McDonough, GA – At 7:30 p.m. Monday, 11 March 2013, the Henry County Board of Education called to order 30 minutes later than scheduled, opened to thundering applause from approximately 200 members of the community, some whom had been waiting for an hour and a half to speak to the board.
For more than an hour a dozen plus people spoke during the public comment segment of the meeting, the majority of which spoke against a potential privatization of custodial and landscaping services.
Henry County Schools issued requests for proposals (RFP), to firms providing custodial and landscaping services, the bid deadline is March 22.
The proposal could affect 285 custodians and 19 grounds crew workers if privatized.

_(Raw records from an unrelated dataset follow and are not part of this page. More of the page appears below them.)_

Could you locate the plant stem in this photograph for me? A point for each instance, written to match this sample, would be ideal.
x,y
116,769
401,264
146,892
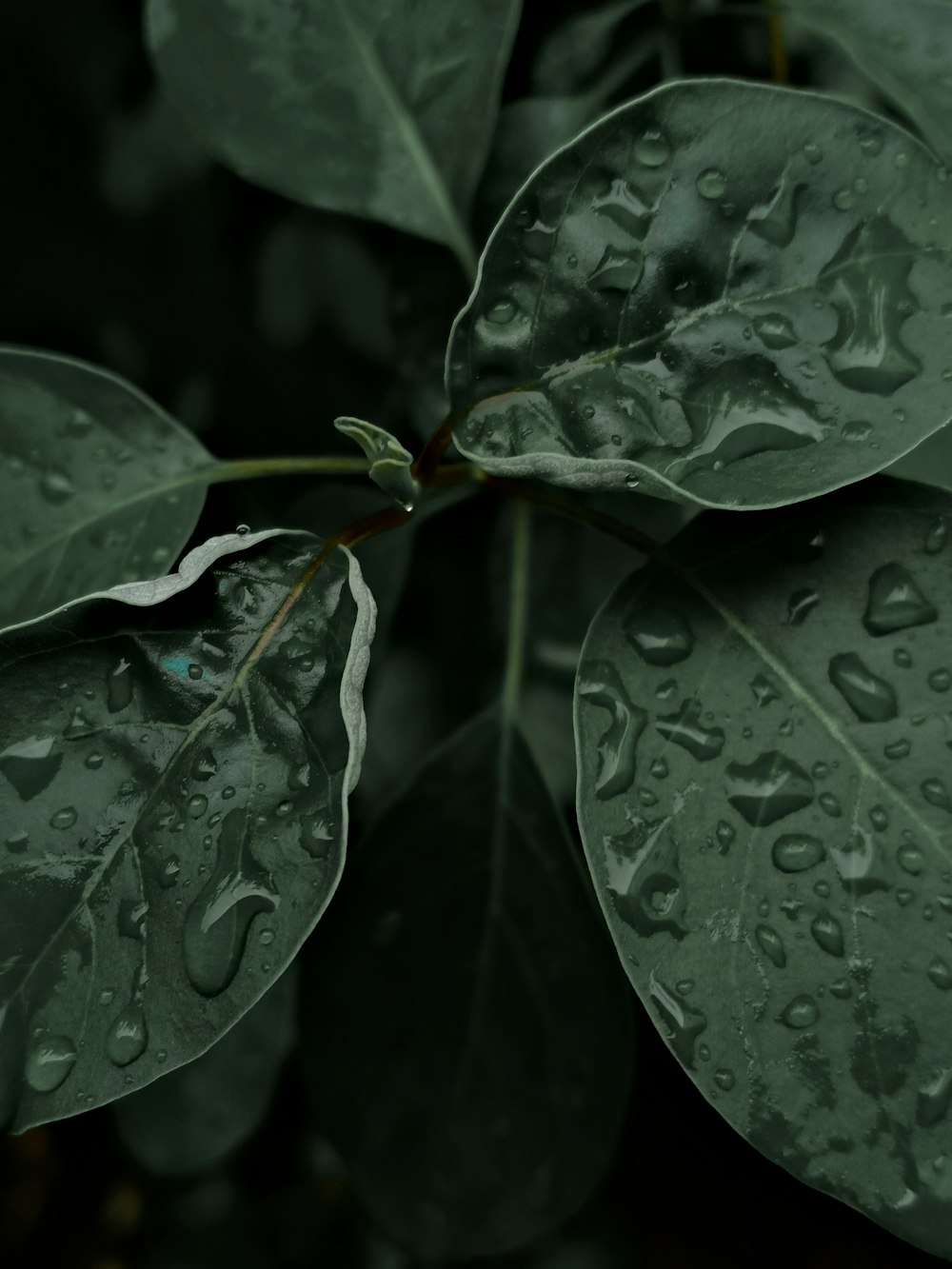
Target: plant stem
x,y
518,608
251,468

Speaking first in support of the custodians and landscape workers was Willie Allen, UniServ director for the Georgia Association of Educators.

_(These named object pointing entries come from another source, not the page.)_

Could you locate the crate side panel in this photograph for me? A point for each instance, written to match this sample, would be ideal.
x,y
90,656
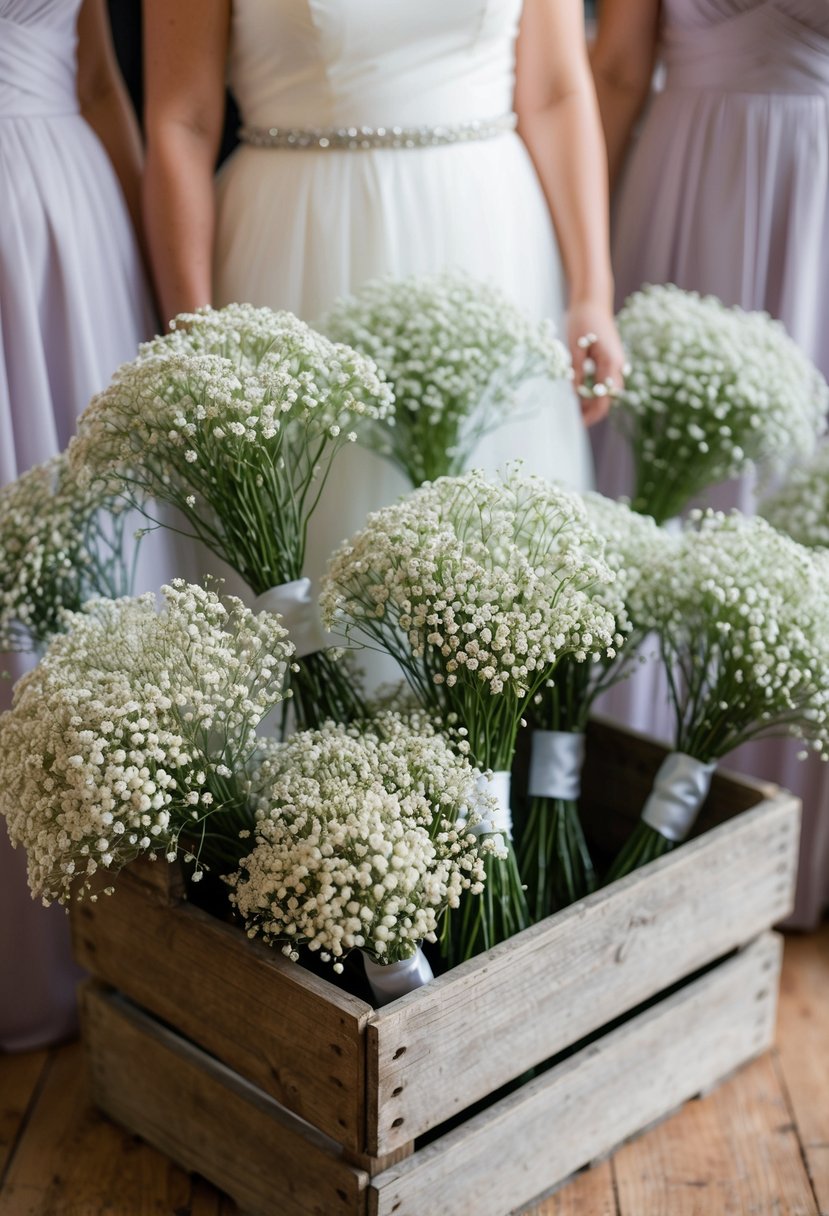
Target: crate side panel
x,y
585,1107
618,776
208,1120
435,1051
292,1034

Allen opened by thanking the board for considering the informational document he had provided each board member, and spoke to several points within the document. This writer was able to obtain a copy of the seven page document “Why Privatization is Bad for Our Schools and Our Community,” and until now unavailable to the public, posted here.
Allen noted, “51% give money out of their own pocket to help students for things such as classroom materials – and more importantly for lunch.”
Allen continued, “Our custodians and landscape employees are not just custodians and landscape employees,” interrupted by applause “They are professionals in a profession that they love.”
Edward Head of McDonough said, “we are very much disturbed, by the way this has happened. It seems that nobody went to the custodians and tried to get some concessions, from them to find out what they could contribute. Everybody seems to be set on their minds to outsource, these people are, they, -- our neighbors, they are our church folk, we worship together, we pray together, and we vote, board members, you know we elect you to run our school system.” There was another standing ovation before Edward continued.
“when we work together, we can work out things, when we come together for the better good, we can do some good things, so you know it seems so disrespectful to them, -- its their livelihood.” ---- “It’s easy to outsource,” he said. “But these are human beings. Henry County can do better than this.”
Key points made by all of the speakers; Custodians are a part of each schools culture, while many Principals and teachers come and go. They are disciplinarians, counselors, role models, liaison to the community and parents. The person frequently called when an alarm goes off in the middle of the night, they open buildings for special events, set up equipment and put it away. And yes they do the job they were hired to do, take out the trash and mop the floors.